Other sections describing the company generous treatment of forced laborers are sourced to statements made by Brose himself. The book makes little mention of a dozen claims by Brose workers contained in other trial documents that The Times viewed in the state archives of Bavaria. Those accounts describe the mistreatment of forced laborers, including, in some cases, daily beatings and chronic malnourishment.

In an email, Schöllgen, the book’s author, said that he had treated “both incriminating and exculpatory testimony” from denazification proceedings with skepticism, and that his portrayal was supported by the verdicts from the trial and subsequent appeals. He added that the Brose company contribution to the compensation fund for forced laborers was proof of its commitment to seriously working through its history.

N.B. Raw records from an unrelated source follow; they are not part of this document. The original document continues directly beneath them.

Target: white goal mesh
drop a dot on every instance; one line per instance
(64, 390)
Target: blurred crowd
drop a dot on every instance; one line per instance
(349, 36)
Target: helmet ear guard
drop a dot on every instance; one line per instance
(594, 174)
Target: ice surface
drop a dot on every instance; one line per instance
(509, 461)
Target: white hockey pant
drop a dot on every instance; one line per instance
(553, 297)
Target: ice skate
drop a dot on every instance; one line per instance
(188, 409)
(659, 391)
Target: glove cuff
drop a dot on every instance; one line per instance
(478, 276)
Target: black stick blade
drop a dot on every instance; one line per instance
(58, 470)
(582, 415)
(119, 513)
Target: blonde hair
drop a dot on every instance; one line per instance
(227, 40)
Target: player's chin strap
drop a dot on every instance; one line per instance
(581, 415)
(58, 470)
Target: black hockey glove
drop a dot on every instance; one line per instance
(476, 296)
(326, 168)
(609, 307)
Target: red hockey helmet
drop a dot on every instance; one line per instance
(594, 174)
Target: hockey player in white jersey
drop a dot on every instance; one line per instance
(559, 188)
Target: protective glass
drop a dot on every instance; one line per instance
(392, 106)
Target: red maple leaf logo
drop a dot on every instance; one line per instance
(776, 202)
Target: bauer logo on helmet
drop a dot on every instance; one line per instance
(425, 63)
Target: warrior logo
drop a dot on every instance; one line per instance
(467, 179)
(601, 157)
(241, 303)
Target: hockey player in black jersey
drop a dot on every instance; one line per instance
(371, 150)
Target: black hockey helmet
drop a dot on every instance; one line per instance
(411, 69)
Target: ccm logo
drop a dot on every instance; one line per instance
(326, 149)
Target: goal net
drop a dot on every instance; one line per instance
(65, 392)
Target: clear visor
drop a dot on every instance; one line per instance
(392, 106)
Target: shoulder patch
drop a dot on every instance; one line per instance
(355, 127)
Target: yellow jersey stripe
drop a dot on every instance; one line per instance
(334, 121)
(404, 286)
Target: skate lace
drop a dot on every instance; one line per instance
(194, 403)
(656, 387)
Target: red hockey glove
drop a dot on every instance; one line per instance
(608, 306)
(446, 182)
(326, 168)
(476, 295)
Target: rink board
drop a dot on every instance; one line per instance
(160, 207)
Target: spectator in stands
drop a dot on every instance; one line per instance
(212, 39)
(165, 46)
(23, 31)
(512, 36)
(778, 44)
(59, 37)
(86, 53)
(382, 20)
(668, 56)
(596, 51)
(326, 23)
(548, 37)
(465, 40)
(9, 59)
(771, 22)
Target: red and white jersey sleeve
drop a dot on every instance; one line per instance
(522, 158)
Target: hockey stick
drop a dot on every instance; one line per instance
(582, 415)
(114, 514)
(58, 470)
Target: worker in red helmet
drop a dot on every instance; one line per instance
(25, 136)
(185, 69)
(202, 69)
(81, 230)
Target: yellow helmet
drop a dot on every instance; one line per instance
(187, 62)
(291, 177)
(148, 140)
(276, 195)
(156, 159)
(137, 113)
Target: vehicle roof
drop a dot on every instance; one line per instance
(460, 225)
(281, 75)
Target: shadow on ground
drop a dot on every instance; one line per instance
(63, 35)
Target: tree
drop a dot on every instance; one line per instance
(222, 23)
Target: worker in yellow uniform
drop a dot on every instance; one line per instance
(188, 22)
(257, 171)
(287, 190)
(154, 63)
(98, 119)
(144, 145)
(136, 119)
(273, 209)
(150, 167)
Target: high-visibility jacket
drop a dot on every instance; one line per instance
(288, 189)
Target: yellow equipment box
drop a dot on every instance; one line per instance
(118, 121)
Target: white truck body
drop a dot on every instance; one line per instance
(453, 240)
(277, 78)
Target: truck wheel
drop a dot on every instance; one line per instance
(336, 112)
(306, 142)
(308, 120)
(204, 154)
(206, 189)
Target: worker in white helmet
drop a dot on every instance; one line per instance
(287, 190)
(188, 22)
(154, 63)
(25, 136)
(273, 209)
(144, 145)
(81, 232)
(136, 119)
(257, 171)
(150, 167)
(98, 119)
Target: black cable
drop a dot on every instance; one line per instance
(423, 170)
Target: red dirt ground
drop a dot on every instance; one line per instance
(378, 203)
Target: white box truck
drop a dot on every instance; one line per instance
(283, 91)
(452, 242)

Schanetzky said that if Schöllgen’s work had been done transparently, “nobody would be talking about this,” and he also challenged Stoschek’s claim that there was no through line between the money she invests in her collection and the work carried out by Brose’s company during the Third Reich. “The decisive point is that the business was still there” after the war, “including the property and machinery,” he said. “There were a lot of companies that failed, and those families don’t hire historians and collect art.”

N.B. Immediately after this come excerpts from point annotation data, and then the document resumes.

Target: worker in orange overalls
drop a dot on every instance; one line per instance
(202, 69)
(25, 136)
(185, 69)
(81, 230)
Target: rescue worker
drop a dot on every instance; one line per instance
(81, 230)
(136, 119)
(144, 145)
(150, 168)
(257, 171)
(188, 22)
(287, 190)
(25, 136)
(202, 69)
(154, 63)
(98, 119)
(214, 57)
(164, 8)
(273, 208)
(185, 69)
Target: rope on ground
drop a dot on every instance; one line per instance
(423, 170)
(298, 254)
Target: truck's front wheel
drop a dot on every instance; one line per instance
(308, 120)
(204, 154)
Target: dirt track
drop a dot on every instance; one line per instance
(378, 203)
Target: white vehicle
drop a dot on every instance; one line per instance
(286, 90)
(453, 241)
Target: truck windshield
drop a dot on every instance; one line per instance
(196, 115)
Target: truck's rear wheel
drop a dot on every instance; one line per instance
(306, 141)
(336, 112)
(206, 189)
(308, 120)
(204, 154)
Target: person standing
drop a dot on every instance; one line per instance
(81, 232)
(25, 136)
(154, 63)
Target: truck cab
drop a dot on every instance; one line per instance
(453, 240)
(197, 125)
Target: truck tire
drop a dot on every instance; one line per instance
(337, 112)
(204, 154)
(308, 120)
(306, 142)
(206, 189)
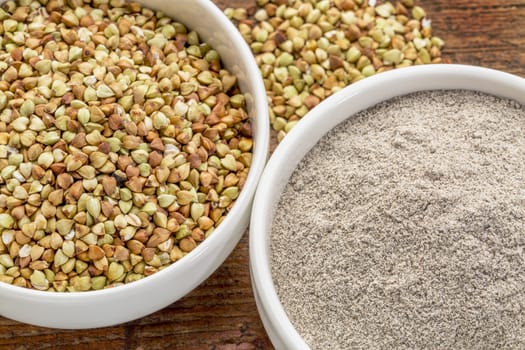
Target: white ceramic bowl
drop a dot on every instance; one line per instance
(306, 134)
(137, 299)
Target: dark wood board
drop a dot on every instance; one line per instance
(221, 313)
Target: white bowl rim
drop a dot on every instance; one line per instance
(294, 146)
(260, 152)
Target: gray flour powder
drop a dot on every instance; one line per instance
(404, 228)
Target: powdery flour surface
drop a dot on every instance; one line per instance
(404, 228)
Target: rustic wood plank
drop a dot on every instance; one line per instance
(221, 313)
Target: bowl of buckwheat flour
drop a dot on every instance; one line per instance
(393, 216)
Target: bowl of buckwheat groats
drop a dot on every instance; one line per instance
(132, 137)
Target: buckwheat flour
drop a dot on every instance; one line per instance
(404, 228)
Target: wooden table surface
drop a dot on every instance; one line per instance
(221, 313)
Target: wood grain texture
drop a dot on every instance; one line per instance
(221, 313)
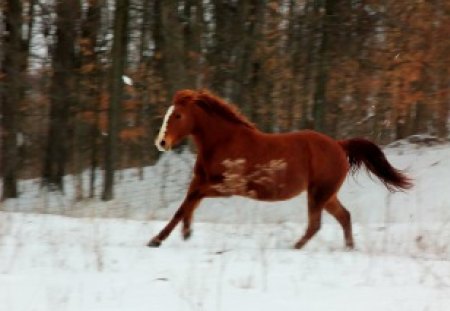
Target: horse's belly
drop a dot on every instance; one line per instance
(277, 191)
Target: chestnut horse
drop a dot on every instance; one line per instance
(235, 158)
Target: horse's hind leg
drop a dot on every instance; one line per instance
(342, 215)
(315, 207)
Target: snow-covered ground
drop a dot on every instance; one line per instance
(56, 254)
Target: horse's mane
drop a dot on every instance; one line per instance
(214, 104)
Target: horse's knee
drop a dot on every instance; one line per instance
(187, 233)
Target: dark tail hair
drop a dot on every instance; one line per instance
(362, 151)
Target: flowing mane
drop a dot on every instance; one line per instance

Such baggage complicates the public image of Stoschek, a self-described “political person” who said she aimed to use her collection to support groups that are underrepresented in the art scene. Approximately half of the works in the “Worldbuilding” show are by women or nonbinary artists, Stoschek said, adding that her goal was to diversify her collection so that it includes more artists from outside Europe and North America.

After what she described as a “conservative” and “traditional” upbringing, Stoschek became a convert to video art in her 20s, after seeing Douglas Gordon’s “Play Dead; Real Time,” an influential video work in which a trained elephant feigns death inside a New York gallery. “It’s an absolute masterpiece,” Stoschek said, adding that her decision to collect media art had also come from her desire to “be in dialogue” with artists of her generation.

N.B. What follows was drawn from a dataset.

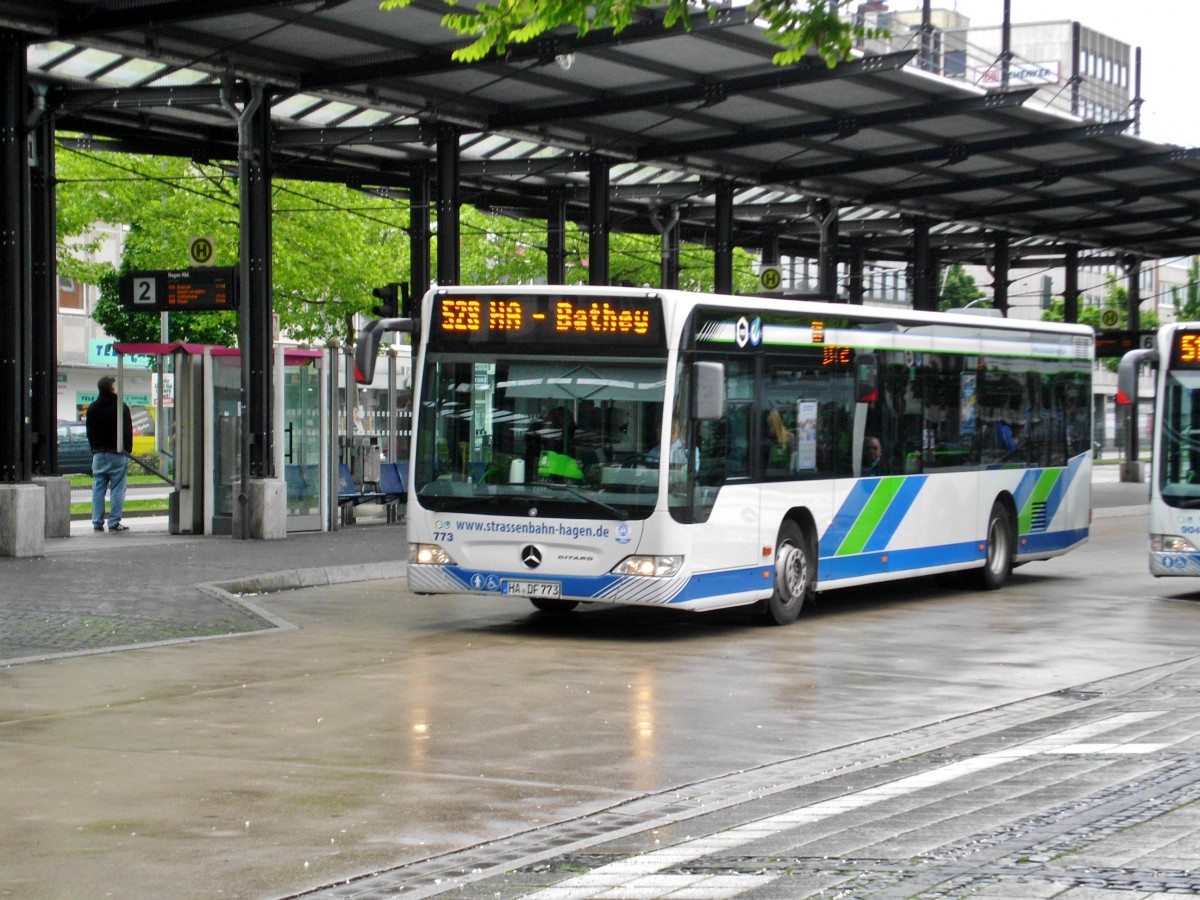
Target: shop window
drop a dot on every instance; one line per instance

She has been aided by prominent connections within the art world, including an early friendship with Klaus Biesenbach, a former director of MoMA PS1 and MOCA, who now leads the Neue Nationalgalerie. “She has been one of her generation’s pioneers in showing you can successfully, and with influence and impact, collect and exhibit media and performance,” Biesenbach said in a phone interview. He described Stoschek as “utopian, meaning that you believe the world can get better.”

The relative lack of prominent private collectors focused on media art has made her especially influential in that segment of the art world. Stoschek has collected works by Hito Steyerl, Anne Imhof and Ryan Trecartin; as Hans Ulrich Obrist, who curated the “Worldbuilding” exhibition, explained in a video interview, Stoschek has made a strong impact by supporting artists early in their careers, including the video artist Ed Atkins. “She has, from the beginning, had a curiosity for artists before they are well known,” Obrist said.

But that role as a patron committed to supporting inclusive, political art is now increasingly under fire. Last year, an Instagram discussion between two cultural commentators – the artist Moshtari Hilal and the essayist Sinthujan Varatharajah – in which they called for more transparency about funds in the cultural scene connected to the Nazi era, attracted widespread German news media attention. In it, Hilal argued that Stoschek needed to more assertively distance herself from her great-grandfather. “I think it’s great when the great-grandchild promotes our politics, civil rights, intersectional feminism,” Hilal said, “but it’s weird when the other part isn’t mentioned.”

Stoschek said many such discussions were “led by emotions,” adding that she had repeatedly asked Hilal and Varatharajah for an in-person talk, but that her invitations had been ignored. (In an email, the two said they had never been contacted by Stoschek’s team.)

Stoschek added that no artists from her collection had voiced concerns to her about her family history. “They trust us – that we are looking into it,” she said.